On Wed, May 18, 2016 at 08:35:49AM +1000, Dave Chinner wrote:
> On Tue, May 17, 2016 at 04:49:12PM +0200, Peter Zijlstra wrote:
> > On Tue, May 17, 2016 at 09:10:56AM +1000, Dave Chinner wrote:
> >
> > > The reason we don't have lock clases for the ilock is that we aren't
> > > supposed to call memory reclaim with that lock held in exclusive
> > > mode. This is because reclaim can run transactions, and that may
> > > need to flush dirty inodes to make progress. Flushing dirty inode
> > > requires taking the ilock in shared mode.
> > >
> > > In the code path that was reported, we hold the ilock in /shared/
> > > mode with no transaction context (we are doing a read-only
> > > operation). This means we can run transactions in memory reclaim
> > > because a) we can't deadlock on the inode we hold locks on, and b)
> > > transaction reservations will be able to make progress as we don't
> > > hold any locks it can block on.
> >
> > Just to clarify; I read the above as that we cannot block on recursive
> > shared locks, is this correct?
> >
> > Because we can in fact block on down_read()+down_read() just fine, so if
> > you're assuming that, then something's busted.
>
> The transaction reservation path will run down_read_trylock() on the
> inode, not down_read(). Hence if there are no pending writers, it
> will happily take the lock twice and make progress, otherwise it
> will skip the inode and there's no deadlock.
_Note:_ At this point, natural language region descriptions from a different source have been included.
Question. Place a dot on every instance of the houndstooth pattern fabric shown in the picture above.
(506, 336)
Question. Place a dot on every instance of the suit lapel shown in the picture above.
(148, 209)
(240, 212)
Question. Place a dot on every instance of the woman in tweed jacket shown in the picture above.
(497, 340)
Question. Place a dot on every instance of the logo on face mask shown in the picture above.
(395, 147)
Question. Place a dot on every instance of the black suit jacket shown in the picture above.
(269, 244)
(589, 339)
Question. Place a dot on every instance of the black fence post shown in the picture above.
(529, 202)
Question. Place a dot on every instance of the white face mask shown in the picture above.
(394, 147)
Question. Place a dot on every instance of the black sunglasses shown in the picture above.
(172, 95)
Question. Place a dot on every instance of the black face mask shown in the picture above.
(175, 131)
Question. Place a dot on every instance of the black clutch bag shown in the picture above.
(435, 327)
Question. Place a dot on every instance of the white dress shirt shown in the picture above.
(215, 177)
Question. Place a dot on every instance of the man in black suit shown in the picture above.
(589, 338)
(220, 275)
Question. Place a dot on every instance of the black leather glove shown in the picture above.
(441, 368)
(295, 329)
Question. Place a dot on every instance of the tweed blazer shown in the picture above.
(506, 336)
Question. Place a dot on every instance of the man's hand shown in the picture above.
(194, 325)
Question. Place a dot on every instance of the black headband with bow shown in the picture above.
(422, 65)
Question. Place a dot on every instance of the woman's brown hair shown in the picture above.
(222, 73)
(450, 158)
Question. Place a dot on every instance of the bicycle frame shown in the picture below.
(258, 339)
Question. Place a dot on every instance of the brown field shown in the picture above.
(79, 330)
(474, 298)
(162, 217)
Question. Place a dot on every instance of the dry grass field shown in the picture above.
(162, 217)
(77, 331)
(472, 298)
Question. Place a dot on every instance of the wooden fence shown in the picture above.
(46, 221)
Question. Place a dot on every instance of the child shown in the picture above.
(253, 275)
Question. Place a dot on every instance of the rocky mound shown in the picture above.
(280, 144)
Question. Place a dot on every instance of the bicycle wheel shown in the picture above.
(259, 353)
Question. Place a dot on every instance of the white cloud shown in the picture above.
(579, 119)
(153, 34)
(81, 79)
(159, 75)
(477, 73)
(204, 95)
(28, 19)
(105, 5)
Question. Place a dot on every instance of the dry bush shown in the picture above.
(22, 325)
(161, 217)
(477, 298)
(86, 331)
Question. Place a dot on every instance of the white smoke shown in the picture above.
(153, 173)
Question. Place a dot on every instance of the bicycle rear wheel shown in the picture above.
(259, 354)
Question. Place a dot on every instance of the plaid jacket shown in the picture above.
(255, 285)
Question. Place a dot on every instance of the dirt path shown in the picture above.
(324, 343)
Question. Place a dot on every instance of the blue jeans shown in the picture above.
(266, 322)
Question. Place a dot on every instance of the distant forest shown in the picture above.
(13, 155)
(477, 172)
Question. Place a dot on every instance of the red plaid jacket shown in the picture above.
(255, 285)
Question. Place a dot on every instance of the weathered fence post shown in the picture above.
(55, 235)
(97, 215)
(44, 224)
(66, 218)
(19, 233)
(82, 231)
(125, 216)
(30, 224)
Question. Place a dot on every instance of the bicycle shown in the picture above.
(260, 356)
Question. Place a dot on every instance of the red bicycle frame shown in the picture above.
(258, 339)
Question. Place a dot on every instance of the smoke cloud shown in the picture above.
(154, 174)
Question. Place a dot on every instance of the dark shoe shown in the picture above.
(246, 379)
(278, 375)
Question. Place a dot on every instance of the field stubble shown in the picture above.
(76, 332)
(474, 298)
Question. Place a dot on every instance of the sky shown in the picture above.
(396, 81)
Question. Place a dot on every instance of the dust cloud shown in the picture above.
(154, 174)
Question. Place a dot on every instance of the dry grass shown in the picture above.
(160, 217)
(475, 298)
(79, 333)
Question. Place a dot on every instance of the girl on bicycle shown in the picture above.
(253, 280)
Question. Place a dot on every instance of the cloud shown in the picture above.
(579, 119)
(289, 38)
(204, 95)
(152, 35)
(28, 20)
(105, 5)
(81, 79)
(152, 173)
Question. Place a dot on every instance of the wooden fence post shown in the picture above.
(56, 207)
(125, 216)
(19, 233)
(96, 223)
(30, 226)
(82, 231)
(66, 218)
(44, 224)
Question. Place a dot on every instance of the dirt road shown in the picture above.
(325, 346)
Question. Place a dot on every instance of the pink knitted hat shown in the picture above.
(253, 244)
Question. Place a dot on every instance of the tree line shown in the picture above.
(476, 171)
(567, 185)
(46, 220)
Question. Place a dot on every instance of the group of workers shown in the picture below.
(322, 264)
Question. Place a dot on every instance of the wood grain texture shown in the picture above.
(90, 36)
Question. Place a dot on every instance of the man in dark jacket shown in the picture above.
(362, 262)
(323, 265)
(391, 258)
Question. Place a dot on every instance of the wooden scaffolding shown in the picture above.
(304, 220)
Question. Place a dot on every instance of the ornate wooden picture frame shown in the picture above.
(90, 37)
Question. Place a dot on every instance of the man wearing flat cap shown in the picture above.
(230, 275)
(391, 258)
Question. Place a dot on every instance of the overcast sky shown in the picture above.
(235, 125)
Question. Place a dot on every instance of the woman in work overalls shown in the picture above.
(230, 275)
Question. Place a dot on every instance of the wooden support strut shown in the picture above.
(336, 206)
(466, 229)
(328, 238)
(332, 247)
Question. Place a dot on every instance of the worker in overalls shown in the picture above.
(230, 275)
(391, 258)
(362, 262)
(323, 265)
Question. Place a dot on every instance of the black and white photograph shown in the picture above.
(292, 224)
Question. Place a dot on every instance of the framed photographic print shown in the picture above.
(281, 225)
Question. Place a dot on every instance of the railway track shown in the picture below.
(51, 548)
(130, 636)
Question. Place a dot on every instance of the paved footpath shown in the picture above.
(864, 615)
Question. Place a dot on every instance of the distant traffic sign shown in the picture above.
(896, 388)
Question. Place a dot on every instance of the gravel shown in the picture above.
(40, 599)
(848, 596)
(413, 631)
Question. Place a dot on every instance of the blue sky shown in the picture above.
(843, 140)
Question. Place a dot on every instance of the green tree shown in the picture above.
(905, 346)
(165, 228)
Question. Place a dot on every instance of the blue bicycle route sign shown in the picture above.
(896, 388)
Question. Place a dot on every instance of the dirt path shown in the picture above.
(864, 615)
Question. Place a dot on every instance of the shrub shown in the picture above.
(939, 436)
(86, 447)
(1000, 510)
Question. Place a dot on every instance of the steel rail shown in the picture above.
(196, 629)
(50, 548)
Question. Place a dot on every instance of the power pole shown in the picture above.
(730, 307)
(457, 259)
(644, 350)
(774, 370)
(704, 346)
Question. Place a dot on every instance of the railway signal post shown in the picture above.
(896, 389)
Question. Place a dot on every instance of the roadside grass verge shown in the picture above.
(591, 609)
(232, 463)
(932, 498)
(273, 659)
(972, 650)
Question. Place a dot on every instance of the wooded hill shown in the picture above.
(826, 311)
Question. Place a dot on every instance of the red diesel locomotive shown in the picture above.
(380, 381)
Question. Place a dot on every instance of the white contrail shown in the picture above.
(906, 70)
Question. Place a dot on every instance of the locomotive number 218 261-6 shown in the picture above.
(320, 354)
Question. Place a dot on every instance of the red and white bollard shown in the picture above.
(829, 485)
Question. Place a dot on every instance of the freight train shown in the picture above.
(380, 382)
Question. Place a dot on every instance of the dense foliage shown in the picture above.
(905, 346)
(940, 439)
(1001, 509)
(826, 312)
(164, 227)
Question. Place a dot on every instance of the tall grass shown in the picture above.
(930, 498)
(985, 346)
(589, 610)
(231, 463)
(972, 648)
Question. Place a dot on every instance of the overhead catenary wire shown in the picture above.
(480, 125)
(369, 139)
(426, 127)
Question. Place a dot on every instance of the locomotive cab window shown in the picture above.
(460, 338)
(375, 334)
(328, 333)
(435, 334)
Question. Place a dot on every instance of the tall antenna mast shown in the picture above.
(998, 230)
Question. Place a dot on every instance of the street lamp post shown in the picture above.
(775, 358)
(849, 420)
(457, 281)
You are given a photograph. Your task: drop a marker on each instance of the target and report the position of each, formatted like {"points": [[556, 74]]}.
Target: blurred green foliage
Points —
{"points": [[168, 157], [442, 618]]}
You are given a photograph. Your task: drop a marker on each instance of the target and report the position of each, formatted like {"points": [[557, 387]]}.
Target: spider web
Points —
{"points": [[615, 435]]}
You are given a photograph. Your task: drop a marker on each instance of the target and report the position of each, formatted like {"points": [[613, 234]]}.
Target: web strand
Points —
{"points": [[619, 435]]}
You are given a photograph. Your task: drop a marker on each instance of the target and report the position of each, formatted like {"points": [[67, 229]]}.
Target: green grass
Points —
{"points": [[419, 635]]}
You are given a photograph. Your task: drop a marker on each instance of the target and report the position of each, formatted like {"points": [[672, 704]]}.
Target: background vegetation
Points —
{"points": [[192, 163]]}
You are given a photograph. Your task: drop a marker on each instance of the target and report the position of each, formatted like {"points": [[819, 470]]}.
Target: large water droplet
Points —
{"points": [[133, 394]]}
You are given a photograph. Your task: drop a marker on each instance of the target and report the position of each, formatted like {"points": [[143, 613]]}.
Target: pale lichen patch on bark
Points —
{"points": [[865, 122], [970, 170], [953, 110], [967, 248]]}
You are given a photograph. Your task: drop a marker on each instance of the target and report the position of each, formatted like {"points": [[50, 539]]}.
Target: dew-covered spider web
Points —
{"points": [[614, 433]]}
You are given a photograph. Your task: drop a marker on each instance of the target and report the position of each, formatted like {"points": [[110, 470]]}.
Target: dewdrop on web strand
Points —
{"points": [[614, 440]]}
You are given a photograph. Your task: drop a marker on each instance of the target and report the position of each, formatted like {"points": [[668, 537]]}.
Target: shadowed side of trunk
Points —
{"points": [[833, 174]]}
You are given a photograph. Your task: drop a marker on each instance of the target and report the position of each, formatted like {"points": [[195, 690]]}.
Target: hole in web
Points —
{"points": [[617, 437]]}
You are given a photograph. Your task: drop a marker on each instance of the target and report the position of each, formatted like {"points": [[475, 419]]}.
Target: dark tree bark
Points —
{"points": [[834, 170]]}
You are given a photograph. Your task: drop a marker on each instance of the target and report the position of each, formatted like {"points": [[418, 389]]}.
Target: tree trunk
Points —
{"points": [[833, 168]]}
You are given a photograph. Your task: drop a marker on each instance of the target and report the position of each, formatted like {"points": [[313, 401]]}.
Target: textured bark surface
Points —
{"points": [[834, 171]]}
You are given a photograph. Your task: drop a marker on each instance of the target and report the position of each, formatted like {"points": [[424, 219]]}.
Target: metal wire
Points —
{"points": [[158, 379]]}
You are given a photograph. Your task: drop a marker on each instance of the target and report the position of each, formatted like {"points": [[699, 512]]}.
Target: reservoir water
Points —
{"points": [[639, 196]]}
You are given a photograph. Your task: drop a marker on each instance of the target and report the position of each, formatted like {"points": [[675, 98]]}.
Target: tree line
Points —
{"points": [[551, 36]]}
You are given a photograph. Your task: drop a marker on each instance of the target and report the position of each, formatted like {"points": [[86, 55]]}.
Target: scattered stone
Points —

If there's a pending
> writer, then we have another context that is already in a
> transaction context and has already pushed the item, hence it is
> only in the scope of the current push because IO hasn't completed
> yet and removed it from the list.
>
> > Otherwise, I'm not quite reading it right, which is, given the
> > complexity of that stuff, entirely possible.
>
> There's a maze of dark, grue-filled twisty passages here...
OK; I might need a bit more again.
So now the code does something like:
down_read(&i_lock); -- lockdep marks lock as held
kmalloc(GFP_KERNEL); -- lockdep marks held locks as
ENABLED_RECLAIM_FS
--> reclaim()
down_read_trylock(&i_lock); -- lockdep does _NOT_ mark as
USED_IN_RECLAIM_FS
Right?
My 'problem' is that lockdep doesn't consider a trylock for the USED_IN
annotation, so the i_lock class will only get the ENABLED tag but not
get the USED_IN tag, and therefore _should_ not trigger the inversion.
So what exactly is triggering the inversion?